£65m bill for inquiry into Bloody Sunday
The Bloody Sunday inquiry is likely to cost at least £65m, including £40m on lawyers' fees, the Government said yesterday. Adam Ingram, Northern Ireland minister, said the cost of Lord Savile's tribunal on the death of 14 Catholic civil-rights demonstrators in Londonderry could increase if the inquiry lasted longer than expected.
The disclosure that lawyers' fees will be so high will increase controversy surrounding the inquiry. Its critics, who say it was set up as a sop to the republican movement, recently said it could cost up to £200m.
In a written parliamentary answer Mr Ingram said: "The largest single block of expenditure is the lawyers involved in the inquiry.
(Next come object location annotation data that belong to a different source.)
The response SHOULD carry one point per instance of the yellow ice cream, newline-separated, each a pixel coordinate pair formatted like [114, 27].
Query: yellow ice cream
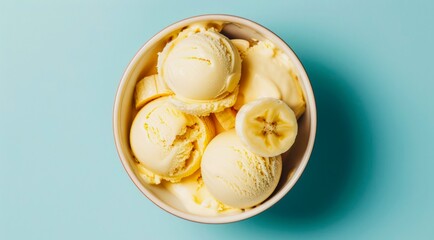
[195, 197]
[167, 142]
[236, 176]
[203, 69]
[268, 72]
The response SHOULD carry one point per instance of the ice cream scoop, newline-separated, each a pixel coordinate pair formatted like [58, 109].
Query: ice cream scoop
[195, 197]
[235, 176]
[167, 142]
[202, 67]
[268, 72]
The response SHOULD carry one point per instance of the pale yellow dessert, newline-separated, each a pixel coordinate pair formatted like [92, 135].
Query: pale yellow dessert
[268, 72]
[195, 197]
[203, 69]
[167, 142]
[208, 84]
[235, 176]
[150, 88]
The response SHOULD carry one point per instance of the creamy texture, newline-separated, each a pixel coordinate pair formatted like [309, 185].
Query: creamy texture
[202, 66]
[268, 72]
[168, 142]
[236, 176]
[204, 108]
[195, 197]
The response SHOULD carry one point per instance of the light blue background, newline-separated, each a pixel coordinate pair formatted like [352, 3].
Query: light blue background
[371, 172]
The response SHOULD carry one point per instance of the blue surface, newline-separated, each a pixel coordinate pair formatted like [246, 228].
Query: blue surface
[371, 172]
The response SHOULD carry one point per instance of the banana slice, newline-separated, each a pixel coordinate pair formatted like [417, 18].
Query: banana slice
[226, 118]
[150, 88]
[266, 126]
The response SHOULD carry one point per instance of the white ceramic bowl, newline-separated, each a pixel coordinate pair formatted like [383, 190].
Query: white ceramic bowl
[142, 64]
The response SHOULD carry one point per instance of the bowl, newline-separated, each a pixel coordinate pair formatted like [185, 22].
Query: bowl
[143, 63]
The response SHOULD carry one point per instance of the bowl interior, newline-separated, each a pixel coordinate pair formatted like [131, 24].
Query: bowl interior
[144, 63]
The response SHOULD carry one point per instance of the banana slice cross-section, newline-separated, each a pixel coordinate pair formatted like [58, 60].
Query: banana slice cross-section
[266, 126]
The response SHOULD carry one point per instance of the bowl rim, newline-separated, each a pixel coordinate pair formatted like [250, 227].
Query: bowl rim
[308, 94]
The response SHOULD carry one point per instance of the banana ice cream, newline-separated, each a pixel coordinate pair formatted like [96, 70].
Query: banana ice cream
[245, 90]
[203, 69]
[168, 143]
[268, 72]
[195, 197]
[235, 175]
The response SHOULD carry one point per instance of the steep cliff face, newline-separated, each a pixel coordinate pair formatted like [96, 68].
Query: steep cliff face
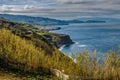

These are expected to account for about two- thirds of the total costs."
The tribunal was set up two years ago to investigate circumstances behind shootings by the Parachute Regiment of unarmed nationalists who were taking part in an illegal civil-rights march in the Bogside area in 1972.
The inquiry, which opened last month at Londonderry guildhall, which has been booked by the tribunal for two years, was recently estimated to cost up to £55,000 a day. Early predictions suggested its total costs would run to £30m. But the expense of protecting military witnesses, other court actions to secure notes from journalists and paying 25 barristers acting for the dead and the soldiers and earning up to £2,500 a day, has already doubled its costs.
In February, before the inquiry started hearing evidence, Mr Ingram said costs had reached £7.7m. In the last two months of 1999 £1.6m went on lawyers' costs. Solicitors acting for the relatives had pay rates set initially at £114 an hour, with junior counsel earning £100 an hour. The tribunal has powers largely equivalent to those of the High Court. It also has an international dimension, with a judge from New Zealand, Sir Edward Somers, and Canada, William Hoyt, sitting with Lord Savile of Newdigate.